Havelock rose unsteadily, briefly finding it necessary to center his balance. “I’ve got to talk to him,” he said, walking toward the desk. “I thought he’d be there hours ago.” Michael took the phone from Jenna and, after peremptory identifications, made his request. “Let me have the candidate, please.” The Russian got on the line. “Where the hell have you been?”
“Apparently, it is considered in poor taste over here to defect except during business hours,” began the Russian in a weary, singsong voice. “I arrived down here at the Federal Plaza at four o’clock this morning, after having survived an attempted mugging on the subway, only to be told by one of the night guards that there was nothing he could do until the office opened! I explained my somewhat precarious position, and the kind, vacuous idiot offered to buy me a cup of coffee—in a public diner. Finally getting into the building myself—your security is ludicrous—I waited in a dark, drafty hallway until nine o’clock, when your militia arrived. I then presented myself and the imbeciles wanted to call the police! They wanted to have me arrested for breaking and entering and the possible destruction of government property!”
“All right, you’re there now—”
“I’m not fin-nished!” yelled the Russian. “Since that auspicious beginning I have been filling out uncountable forms—with Russian nursery rhymes, incidentally—and repeatedly giving your number, asking to be put in touch with you. What is it with you people? Do you limit toll calls?”
“We’re in touch now—”
“Not fin-nished! This past hour I have been sitting alone in
a room so poorly wired I was tempted to lower my trousers and fart into the microphones. And I have just been given additional forms to fill out, including one inquiring about my hobbies and favorite recreational pastimes! Are you sending me to camp, perhaps?”
Michael smiled, grateful beyond words for a momentary break in the tension. “Only where you’ll be safe,” he said. “Consider the source. We’re fools, remember, not jackals. You made the right choice.”

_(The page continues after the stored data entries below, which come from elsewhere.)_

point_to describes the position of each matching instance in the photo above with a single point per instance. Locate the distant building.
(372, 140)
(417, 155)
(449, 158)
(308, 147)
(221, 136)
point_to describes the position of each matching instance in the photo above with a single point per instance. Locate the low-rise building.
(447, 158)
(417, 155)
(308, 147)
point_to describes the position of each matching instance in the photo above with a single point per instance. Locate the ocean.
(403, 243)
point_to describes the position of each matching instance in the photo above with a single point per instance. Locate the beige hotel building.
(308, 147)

The Russian sighed audibly. “Why do I work myself up? The fruktovyje golovy are no better in the Dzerzhinsky—why not admit it? They’re worse. Your Albert Einstein would be on his way to Siberia, assigned to pull mules in a gulag. Where is the sense in it all?”
“There’s very little,” said Havelock softly. “Except to survive. All of us.”

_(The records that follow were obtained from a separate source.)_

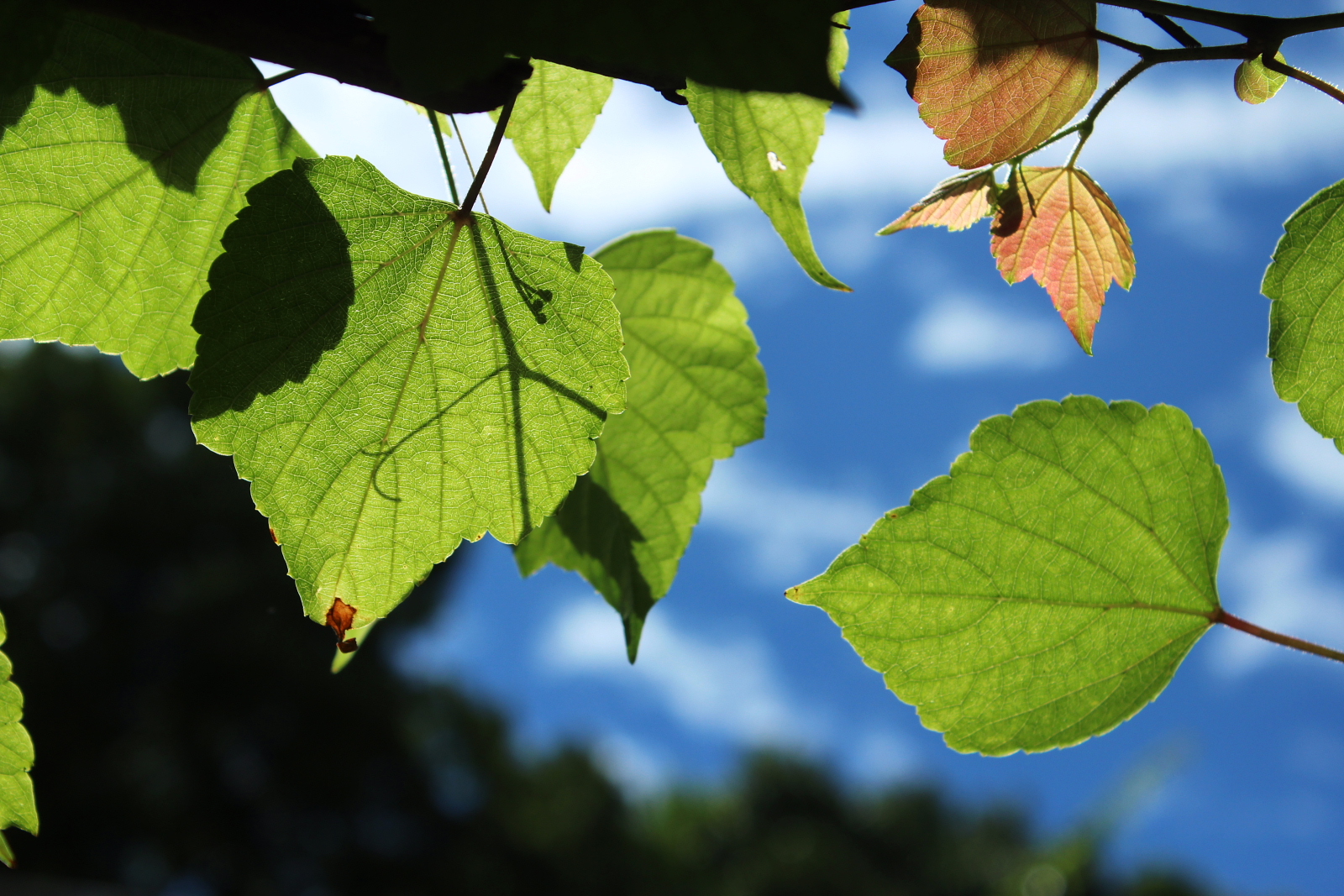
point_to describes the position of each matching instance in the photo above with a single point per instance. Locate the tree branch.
(323, 38)
(1288, 641)
(1254, 27)
(1173, 29)
(1305, 76)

“A premise I subscribe to.”
“So did Rostov.”
“I remember the words he sent you. He’s not my enemy any longer, but others are who may be mine as well.’ They are ominous words, Havelock.”
“The Voennaya.”
“Maniacs!” was the guttural reply. “In their heads they march with the Third Reich.”
“How operational are they here?”
“Who knows? They have their own councils, their own methods of recruitment. They touch too many you can’t see.”
“The paminyatchiki? You can’t see them.”
“Believe me when I tell you I was trusted but never that trusted. However, one can speculate—on rumors. There are always rumors, aren’t there? You might say the speculation has convinced me that I should take the action I’ve taken.” The Russian paused. “I will be treated as a valuable asset, will I not?”
“Guarded and housed as a treasure. What’s the speculation?”
“In recent months certain men have left our ranks—unexpected retirements to well-earned dachas, untimely illnesses—disappearances. None so crudely as Rostov, but perhaps there was no time to be clever. Nevertheless, it seems there is a disturbing sameness about the departed. They were generally categorized as quiet realists, men who sought solutions and knew when to pull back from confrontation. Pyotr Rostov exemplified this group; he was in fact their spokesman in a way. Make no mistake, you were his enemy, he despised your system—too much for the few, too little for the many—but he understood there was a point where enemies could no longer push forward. Or there was nothing. He knew time was on our side, not bombs.”